算数を教えるということ

ここ数日、日本人の算数の先生の講義を何度か聞く機会があった。心に響くフレーズが何度もあって、そのたびに教育の深さを考えさせられる。

昨日は新規教員養成課程の生徒を教える先生対象の講義で、その先生がこんな問題を出された。「8枚のコインのうち1枚だけ偽物があります。何回天秤を使えば偽物が見つけ出せるでしょうか?」

先生達から出た答えは、8回という答えから7回、4回、3回、2回、1回という答えまで様々。ここで日本人の先生がさせたことは、何故そういう答えが出たのかを本人以外の人に考えさせるということ。友達の考えを想像する、理解するということは、その人を理解することだと先生は言う。そして、その友達の考えを理解したとき、そんな風に考えた友達をすごいと思ったり、その考えから新しい考えがうまれたりする。自分だけで解決できることはちっぽけだってことに気付くんだと。

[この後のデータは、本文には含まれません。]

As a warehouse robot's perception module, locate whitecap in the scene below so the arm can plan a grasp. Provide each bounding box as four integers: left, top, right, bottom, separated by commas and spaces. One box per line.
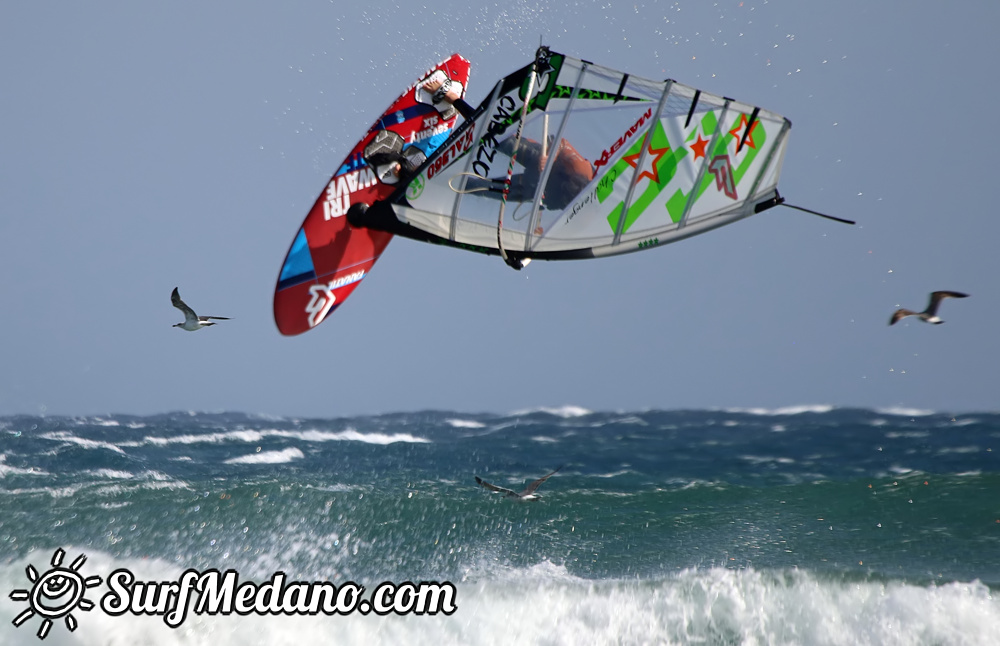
723, 404, 835, 415
139, 428, 430, 446
445, 419, 486, 428
875, 406, 934, 417
39, 431, 125, 455
225, 446, 305, 464
510, 405, 593, 419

講義では、まず8回と答えた人はどのように考えたのかを他の人に考えさせ、その後実際に8回と答えた人に何故そう答えたかを発表してもらった。8回と答えた人は、一通り自分の考えを説明した後「色んな人が自分の考えを理解しようと一生懸命になっているのは嬉しいもんだと分かった」とコメント。その後、7回や4回、3回などの答えに行き着いたわけも全員で考え、最終的に答えが2回だということをみんなで見つけてその講義は終了した。そして先生が言うこと。「正解は2回だけれど、それ以外の答えに行き着いた考え方は、どれも全て同様に論理的。そのことをきっちりと子供達に価値づけてあげること、これが大切なんです。」

算数を教えるということは、大げさかもしれないけど、生き方を教えるってことなんだね。